Theme 4: Shock and Risk Measures #
This collection of Jupyter notebooks introduces quantamental indicators of financial markets shocks and risk measures.
Shocks refer to daily information states of changes in uncertainty or risk aversion. Risk measures refer to daily information states of the magnitude of uncertainty and risk aversion. Unlike economic trends or balance sheets, these data are mainly based on market prices. However, they have macro implications. Examples include realized return volatility across asset classes, volatility risk premia, and tail risk premia.
For the purpose of building trading factors shocks and risk measures are often complementary building blocks to economic information. For example, currency areas with weak external and financial balance sheets are often more susceptible to rising risk metrics in global credit and commodity markets.

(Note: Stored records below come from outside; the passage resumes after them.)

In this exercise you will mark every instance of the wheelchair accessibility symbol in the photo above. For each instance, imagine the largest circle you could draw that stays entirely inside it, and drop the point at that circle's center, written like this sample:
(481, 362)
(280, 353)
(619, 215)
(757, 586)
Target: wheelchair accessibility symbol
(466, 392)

Indicators are organized in categories, i.e. panels of one type of indicator over as many currency areas or markets as are available. Then the categories are grouped by similarity and each group is presented in a notebook.
The notebooks define and document the categories, describe their panels of time series, and provide some examples to illustrate their relevance for trading and algorithmic strategies. Most importantly, the notebooks are downloadable and can be used as a basis for exploring the respective categories interactively and relating them to generic financial returns with a few lines of Python code. All notebooks use the Macrosynergy Python package of standard functions for downloading, plotting, and analyzing data in standard JPMaQS format.